Some people say it's going to be released as early as christmas next year. That i doubt but if you research it. You will find that it will be made between 2010 and 2020. Which is a long time i know.:thumb:


----------



## Lloyd71 (Aug 21, 2008)

It's not going to look anything like that in a million years!


----------



## Kahuna (Oct 9, 2007)

Lol, Sony still haven't delivered on all the PS3 hype and promised functionality and now they are starting with PS4 spin!!!!


----------



## dew1911 (Jun 9, 2009)

Looks amazing, but imo Sony have really hurt themselves with pricing and Delays on key titles. Microsoft must be loving it.

It hurts as someone who was 100% Sony for a lot of years, but I have a 360 now and it'll take a lot to turn me back.


----------



## jamest (Apr 8, 2008)

I do believe this wasn't even created by Sony. It was just a random person who had some spare time.

It is far too small to cool all the components.

If Sony launched a PS4 whatever it looked like, they will have lost out on too much money from the PS3, it wouldn't make economic sense to bring out a new console so soon.

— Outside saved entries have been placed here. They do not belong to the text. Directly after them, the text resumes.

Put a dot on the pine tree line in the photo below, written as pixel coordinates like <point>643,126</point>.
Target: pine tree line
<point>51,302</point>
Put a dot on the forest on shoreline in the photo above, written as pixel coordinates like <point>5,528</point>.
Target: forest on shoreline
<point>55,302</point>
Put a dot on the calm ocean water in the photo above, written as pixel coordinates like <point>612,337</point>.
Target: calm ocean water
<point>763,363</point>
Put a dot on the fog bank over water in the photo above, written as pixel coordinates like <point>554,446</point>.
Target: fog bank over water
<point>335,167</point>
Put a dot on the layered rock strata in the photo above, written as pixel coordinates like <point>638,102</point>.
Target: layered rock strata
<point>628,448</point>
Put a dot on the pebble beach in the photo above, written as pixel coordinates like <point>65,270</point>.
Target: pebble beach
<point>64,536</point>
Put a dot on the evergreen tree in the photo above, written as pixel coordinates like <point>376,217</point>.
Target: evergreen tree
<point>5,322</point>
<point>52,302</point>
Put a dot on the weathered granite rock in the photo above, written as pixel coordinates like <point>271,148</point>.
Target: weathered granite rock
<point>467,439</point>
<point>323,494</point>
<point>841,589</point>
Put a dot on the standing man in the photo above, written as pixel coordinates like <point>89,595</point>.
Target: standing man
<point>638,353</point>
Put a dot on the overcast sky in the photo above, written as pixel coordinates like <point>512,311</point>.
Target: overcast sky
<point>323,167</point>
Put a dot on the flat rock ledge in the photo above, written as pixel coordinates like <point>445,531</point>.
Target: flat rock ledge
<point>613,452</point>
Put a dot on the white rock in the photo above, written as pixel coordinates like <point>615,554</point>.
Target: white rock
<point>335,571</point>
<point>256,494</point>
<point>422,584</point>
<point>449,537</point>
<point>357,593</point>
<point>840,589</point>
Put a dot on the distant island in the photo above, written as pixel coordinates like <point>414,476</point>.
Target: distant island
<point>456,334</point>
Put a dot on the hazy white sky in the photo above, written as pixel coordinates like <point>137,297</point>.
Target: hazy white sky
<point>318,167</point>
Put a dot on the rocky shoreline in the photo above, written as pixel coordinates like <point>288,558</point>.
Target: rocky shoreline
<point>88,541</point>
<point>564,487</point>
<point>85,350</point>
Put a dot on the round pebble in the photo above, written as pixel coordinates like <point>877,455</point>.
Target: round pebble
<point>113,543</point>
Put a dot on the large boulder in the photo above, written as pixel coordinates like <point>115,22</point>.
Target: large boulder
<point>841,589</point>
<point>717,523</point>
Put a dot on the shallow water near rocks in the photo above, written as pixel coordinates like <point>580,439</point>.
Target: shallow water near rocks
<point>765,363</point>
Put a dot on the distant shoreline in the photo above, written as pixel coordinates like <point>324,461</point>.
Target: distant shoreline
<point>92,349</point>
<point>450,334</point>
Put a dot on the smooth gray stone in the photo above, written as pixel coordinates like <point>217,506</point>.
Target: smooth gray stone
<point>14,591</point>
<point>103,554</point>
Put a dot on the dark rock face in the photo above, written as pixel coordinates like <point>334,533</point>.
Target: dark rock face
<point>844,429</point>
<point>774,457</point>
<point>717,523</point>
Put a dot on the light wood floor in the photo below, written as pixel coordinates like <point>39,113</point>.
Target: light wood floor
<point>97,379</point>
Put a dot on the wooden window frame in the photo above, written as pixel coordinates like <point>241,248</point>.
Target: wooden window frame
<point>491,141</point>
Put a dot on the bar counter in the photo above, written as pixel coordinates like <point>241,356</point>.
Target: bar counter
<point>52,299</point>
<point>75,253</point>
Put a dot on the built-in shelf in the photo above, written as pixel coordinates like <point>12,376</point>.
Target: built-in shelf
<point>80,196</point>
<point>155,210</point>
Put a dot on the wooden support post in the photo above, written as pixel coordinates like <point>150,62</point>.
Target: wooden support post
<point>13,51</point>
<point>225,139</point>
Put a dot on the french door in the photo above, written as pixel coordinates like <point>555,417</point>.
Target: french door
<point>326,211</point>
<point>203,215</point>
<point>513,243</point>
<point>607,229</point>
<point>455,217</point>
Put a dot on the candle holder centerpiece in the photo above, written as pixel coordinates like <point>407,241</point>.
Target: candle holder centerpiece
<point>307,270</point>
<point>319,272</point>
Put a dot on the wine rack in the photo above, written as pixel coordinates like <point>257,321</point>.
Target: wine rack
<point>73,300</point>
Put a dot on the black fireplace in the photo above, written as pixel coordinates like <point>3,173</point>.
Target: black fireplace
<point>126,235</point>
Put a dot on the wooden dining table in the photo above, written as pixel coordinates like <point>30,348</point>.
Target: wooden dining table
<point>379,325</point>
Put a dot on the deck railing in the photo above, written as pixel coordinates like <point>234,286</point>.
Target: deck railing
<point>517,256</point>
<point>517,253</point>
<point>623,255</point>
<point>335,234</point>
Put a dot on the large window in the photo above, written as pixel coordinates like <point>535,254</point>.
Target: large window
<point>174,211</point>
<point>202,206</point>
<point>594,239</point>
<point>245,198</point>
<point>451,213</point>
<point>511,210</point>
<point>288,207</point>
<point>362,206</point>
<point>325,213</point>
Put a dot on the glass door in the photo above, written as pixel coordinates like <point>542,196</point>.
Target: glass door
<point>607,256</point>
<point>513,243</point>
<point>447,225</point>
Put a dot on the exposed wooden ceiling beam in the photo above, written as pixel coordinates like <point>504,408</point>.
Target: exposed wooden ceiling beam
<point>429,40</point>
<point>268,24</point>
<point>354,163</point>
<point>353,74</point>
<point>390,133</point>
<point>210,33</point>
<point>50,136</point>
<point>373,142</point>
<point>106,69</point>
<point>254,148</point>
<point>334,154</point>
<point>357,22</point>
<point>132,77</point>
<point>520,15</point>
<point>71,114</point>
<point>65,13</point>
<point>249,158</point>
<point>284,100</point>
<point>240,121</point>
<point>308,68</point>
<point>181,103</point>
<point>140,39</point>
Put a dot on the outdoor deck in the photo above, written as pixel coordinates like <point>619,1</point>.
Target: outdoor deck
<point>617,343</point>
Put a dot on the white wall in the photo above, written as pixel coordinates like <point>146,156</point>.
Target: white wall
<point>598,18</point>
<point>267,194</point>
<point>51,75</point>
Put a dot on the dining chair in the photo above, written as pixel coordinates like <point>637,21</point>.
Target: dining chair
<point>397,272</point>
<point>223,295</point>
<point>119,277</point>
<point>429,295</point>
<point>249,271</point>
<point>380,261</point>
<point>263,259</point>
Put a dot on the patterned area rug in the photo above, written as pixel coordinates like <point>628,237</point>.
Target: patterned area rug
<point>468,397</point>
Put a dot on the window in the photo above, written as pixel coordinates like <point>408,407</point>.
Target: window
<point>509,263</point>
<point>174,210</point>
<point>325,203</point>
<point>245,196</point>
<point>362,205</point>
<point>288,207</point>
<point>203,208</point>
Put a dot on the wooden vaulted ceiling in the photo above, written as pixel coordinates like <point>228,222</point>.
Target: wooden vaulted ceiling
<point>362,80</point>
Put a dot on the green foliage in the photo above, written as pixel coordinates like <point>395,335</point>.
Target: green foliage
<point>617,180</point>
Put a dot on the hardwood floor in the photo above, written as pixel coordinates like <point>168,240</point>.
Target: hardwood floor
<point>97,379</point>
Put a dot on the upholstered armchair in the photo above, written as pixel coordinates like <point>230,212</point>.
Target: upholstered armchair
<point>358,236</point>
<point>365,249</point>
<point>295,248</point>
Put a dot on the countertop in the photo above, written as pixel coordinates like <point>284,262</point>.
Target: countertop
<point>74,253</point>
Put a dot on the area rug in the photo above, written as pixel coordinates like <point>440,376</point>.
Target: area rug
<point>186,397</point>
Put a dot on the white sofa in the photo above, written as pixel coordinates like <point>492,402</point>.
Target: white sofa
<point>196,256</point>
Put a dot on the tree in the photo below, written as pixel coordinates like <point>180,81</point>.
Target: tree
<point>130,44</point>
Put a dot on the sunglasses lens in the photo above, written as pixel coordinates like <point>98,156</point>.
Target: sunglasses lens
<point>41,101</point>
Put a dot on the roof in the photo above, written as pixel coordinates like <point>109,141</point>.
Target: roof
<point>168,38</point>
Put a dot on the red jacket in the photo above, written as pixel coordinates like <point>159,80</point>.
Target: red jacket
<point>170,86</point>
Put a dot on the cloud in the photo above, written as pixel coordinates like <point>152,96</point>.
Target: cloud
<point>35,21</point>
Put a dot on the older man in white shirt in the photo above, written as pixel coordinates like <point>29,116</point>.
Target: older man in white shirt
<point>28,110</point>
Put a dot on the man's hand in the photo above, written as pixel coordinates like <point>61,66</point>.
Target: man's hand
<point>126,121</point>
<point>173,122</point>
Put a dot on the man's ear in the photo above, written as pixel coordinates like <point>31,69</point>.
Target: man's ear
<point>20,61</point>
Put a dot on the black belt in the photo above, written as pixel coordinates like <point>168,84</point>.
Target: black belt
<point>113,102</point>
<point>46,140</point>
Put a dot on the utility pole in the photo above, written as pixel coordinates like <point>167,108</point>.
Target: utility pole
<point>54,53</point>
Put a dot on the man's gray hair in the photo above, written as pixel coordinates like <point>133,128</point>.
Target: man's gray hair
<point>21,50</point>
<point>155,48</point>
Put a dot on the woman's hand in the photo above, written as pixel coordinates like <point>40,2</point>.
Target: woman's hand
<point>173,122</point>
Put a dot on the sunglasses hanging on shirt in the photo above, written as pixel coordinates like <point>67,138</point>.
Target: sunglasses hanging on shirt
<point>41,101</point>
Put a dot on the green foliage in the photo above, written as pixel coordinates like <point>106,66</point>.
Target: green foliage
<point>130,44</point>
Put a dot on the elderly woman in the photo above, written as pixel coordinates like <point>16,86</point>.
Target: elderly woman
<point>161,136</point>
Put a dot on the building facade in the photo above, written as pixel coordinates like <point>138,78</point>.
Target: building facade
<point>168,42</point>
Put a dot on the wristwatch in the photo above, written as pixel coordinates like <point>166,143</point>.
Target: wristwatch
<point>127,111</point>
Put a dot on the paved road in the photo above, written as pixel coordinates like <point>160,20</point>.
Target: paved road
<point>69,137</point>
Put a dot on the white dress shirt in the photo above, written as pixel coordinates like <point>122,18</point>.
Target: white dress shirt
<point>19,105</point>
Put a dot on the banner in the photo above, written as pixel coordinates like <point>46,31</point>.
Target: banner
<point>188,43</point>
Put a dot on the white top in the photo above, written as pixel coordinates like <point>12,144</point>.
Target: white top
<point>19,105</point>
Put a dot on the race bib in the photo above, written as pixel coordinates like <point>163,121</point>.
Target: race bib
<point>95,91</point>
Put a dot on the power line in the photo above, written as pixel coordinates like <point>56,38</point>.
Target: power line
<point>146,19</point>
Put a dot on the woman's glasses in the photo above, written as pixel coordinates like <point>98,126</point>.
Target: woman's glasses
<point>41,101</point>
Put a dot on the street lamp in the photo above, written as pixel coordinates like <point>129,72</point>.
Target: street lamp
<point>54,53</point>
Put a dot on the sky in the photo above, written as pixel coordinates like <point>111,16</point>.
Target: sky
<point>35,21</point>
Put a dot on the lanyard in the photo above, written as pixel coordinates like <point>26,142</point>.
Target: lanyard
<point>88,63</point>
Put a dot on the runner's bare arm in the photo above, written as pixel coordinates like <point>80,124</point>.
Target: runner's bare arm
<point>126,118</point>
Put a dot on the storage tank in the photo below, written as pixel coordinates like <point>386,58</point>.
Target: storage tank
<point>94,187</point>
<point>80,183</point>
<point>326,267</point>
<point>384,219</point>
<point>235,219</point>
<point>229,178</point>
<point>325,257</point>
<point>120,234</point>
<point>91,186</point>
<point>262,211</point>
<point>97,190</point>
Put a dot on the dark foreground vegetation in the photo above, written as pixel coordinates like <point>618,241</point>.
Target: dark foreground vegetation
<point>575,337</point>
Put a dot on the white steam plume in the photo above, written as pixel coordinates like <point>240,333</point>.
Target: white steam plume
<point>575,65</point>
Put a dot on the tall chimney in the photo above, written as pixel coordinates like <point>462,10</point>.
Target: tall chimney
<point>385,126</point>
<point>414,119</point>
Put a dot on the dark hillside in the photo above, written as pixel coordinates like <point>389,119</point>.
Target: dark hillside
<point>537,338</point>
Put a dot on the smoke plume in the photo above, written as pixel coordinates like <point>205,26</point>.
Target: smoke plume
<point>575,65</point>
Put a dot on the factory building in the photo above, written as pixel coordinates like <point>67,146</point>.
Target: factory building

Even Microsoft have no plans to release a new console at least for the next 2 years.


----------



## Planet Admin (Jul 11, 2009)

jamest said:


> I do believe this wasn't even created by Sony. It was just a random person who had some spare time.
> 
> It is far too small to cool all the components.
> 
> ...


Apparently mate. His name is Tal Cheim. Something like that. And he is the playstation designer.:thumb:


----------



## jamest (Apr 8, 2008)

Ricey7 said:


> Apparently mate. His name is Tal Cheim. Something like that. And he is the playstation designer.:thumb:


Even so, I can't see how it will be possible unless the PS4 won't be running any games.


----------



## Planet Admin (Jul 11, 2009)

:thumb:And what do you think of this folks.:thumb:

http://CES 2009: Playstation 4 in 3D?

Sorry if it doesnt work I'm not too sure how to upload vids on Dw from You Tube.:thumb:


----------



## jamest (Apr 8, 2008)

Ricey7 said:


> :thumb:And what do you think of this folks.:thumb:
> 
> http://CES 2009: Playstation 4 in 3D?
> 
> Sorry if it doesnt work I'm not too sure how to upload vids on Dw from You Tube.:thumb:


Just paste the YouTube URL in.

I assume you mean this:


----------



## Andy_RX8 (Jun 6, 2008)

Looks cool, they havent made enough money out of the ps3 yet tho.

Gran Turismo 5 :lol:


----------



## jamest (Apr 8, 2008)

Andy_RX8 said:


> Looks cool, they havent made enough money out of the ps3 yet tho.
> 
> Gran Turismo 5 :lol:


Gran Turismo 5 has been announced as the opening game for the PS5, didn't you hear? :lol:


----------



## Planet Admin (Jul 11, 2009)

jamest said:


> Gran Turismo 5 has been announced as the opening game for the PS5, didn't you hear? :lol:


:lol:


----------